Mondragone – Rigettate le richieste della difesa di David Bonuglia, ex comandante della polizia municipale di Mondragone, da qualche mese ai domiciliari con l’accusa di corruzione, concussione, peculato, falso e violenza privata. Il giudice ha ritenuto non ammissibili le questioni preliminari sollevate degli avvocati Luigi Iannettone e Camillo Irace in merito alla richiesta di giudizio immediato. Si torna in aula nella seconda metà del mese di marzo per iniziare a sentire le parti offese. Insomma il processo entra nel vivo.
Le altre parti civili sono Salvatore Catanzano e Filomena Nugnes.
Bonuglia, 62 anni, è sotto processo con diversi capi di imputazione fra cui violenza privata, lesioni ai danni di una collega, anche rappresentante sindacale.

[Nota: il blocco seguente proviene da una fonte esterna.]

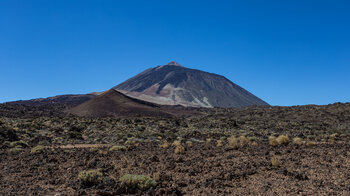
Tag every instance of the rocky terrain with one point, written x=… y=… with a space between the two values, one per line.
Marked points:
x=298 y=150
x=173 y=84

Secondo l’accusa, l’episodio risale al gennaio 2021 ed è legato alle rimostranze della donna, che lamentava presunte disparità di trattamento tra agenti a tempo determinato e indeterminato riconducibili a scelte organizzative dell’allora comandante. In quel contesto Bonuglia avrebbe spintonato la collega facendola cadere, provocandole ferite guaribili in tre giorni, e avrebbe anche impugnato l’arma di servizio rivolgendole frasi minacciose. L’inchiesta comprende inoltre un secondo filone relativo alla presunta trasformazione di una parte del comando di via Duca degli Abruzzi in un alloggio abitativo abusivo.